There are also some 0.91" OLED screens dotted about with various graphics of radars, maps, charts etc.
These simply step through preset graphics.

There is a small AtTiny processor and an I2C switch.
The switch is so that the processor can address multiple screens on the I2C bus, when they all have the same (non configurable)  I2C address.

There is also an output for the crane beacon.
The PCB receives a signal from the radio room PCB when the crane power is on.
This sequences 4x 0603 LEDs one after the other rapidly.

These Amber LEDs are assembled to look like a rotating beacon for the crane.

Bridge Navigation Lighting decoder:


At the very top of the superstructure, there is a small compartment that houses some 5v LED strips for the bridge lighting.

There are also connections for the aft facing floodlights and all of the main mast Navigation lights.

Also, a buck regulator is mounted with several of it's components removed (to lower it's profile).  This is used to regulate the voltage to the radar motors.

The whole roof is held in place with magnets.

Superstructure connections:

Underneath the superstructure is the main connection point for all these other slave wiring areas.

This houses an Arduino Pro Mini (again, because I had one).

The Pro Mini has only one job.  Switch the Navigation lighting.
It connects to the radio room main processor over I2C and basically just receives a lighting command.

There is a row of transistors to switch the lights, as they are 6v Bulbs (not LEDs).

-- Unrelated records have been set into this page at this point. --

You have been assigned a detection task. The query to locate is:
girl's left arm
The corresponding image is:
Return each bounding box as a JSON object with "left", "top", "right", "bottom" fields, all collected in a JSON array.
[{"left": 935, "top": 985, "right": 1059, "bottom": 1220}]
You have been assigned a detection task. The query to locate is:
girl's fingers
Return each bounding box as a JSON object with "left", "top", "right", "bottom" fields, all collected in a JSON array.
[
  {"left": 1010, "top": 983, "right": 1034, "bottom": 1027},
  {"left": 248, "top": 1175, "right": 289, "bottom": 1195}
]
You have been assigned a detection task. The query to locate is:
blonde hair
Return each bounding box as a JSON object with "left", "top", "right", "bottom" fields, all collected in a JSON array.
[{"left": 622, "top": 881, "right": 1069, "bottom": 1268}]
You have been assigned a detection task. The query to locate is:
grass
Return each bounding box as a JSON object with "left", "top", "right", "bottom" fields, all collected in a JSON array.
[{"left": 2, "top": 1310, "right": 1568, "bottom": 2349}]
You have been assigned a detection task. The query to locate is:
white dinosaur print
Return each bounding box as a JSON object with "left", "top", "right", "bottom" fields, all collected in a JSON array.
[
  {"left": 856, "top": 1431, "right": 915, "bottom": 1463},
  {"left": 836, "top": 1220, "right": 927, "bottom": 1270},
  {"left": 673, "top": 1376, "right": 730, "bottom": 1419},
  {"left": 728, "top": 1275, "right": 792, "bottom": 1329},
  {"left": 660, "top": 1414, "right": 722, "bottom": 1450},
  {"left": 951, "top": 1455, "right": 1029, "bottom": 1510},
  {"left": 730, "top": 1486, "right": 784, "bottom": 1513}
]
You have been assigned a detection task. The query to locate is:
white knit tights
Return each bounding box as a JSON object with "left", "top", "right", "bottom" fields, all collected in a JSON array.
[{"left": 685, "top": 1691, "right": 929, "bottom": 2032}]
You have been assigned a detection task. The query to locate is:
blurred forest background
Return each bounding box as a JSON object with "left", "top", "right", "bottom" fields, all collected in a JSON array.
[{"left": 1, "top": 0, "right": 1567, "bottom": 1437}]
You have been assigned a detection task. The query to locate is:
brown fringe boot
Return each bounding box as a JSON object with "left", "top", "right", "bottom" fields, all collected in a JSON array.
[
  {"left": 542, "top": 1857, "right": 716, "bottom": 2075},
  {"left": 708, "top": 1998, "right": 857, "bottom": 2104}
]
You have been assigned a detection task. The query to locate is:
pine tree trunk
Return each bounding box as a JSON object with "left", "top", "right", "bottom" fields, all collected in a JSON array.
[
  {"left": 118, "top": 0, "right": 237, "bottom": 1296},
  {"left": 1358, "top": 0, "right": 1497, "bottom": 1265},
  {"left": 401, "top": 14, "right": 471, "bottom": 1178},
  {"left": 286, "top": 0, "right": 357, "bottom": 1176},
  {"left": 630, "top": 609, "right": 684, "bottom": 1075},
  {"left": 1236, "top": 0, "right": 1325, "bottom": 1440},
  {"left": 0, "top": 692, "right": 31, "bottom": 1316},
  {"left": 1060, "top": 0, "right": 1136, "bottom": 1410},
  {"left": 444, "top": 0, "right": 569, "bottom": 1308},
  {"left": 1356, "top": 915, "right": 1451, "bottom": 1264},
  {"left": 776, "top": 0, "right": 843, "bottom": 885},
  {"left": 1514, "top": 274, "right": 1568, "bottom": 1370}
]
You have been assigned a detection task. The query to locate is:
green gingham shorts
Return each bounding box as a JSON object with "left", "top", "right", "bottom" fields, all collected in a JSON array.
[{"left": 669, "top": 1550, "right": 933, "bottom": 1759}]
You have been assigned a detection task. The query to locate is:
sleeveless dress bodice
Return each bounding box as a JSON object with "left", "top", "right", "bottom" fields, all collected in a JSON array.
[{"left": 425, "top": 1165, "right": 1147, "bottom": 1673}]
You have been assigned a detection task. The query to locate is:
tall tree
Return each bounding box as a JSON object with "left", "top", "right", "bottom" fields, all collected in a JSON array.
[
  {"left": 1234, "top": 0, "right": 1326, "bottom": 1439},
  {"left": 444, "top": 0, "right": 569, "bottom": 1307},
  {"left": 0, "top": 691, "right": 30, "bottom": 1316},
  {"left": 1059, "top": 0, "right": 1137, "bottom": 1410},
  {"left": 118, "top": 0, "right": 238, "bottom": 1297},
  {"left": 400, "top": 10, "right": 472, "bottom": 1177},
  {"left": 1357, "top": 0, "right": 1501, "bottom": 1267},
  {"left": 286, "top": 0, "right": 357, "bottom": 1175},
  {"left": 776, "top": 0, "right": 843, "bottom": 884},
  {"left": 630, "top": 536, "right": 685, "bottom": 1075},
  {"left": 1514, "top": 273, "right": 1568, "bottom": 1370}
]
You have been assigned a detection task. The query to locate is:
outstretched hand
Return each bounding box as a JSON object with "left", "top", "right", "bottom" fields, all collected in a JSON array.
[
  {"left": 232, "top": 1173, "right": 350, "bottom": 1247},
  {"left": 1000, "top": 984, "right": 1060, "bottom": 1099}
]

Also there is a whole load of wiring for deck floodlights and the superstructure internal 5v lighting strips.

Sensors and limit switches

Limit switches did actually prove difficult.

The anchor mechanism (on the right) was 3d printed with a pair of Microswitches in place.
A small ball on the anchor chain operates these microswitches when the winches are fully wound in.

The anchor out sensors are mounted on the deck (microswitches with pronged arms where the chain goes between them).

There is a Peto tube on the bow that feeds a waterproof pressure sensor.  This is for deducing the ships speed.

The crane has 2x Hall effect sensors on the base to detect the rotational limits (so the crane does not hit the superstructure).

The crane boom is a servo, so that was easy to limit in the coding.

The crane winch currently does not have any limit switches.  I need to address that.

The Towing winches have a huge amount of 'rope' on them.
So there is only a winding in limit switch.

Above the radio room PCB there is a digital compass module.  This gives heading/direction data to the processor, which is in turn fed back to the transmitters compass graphic.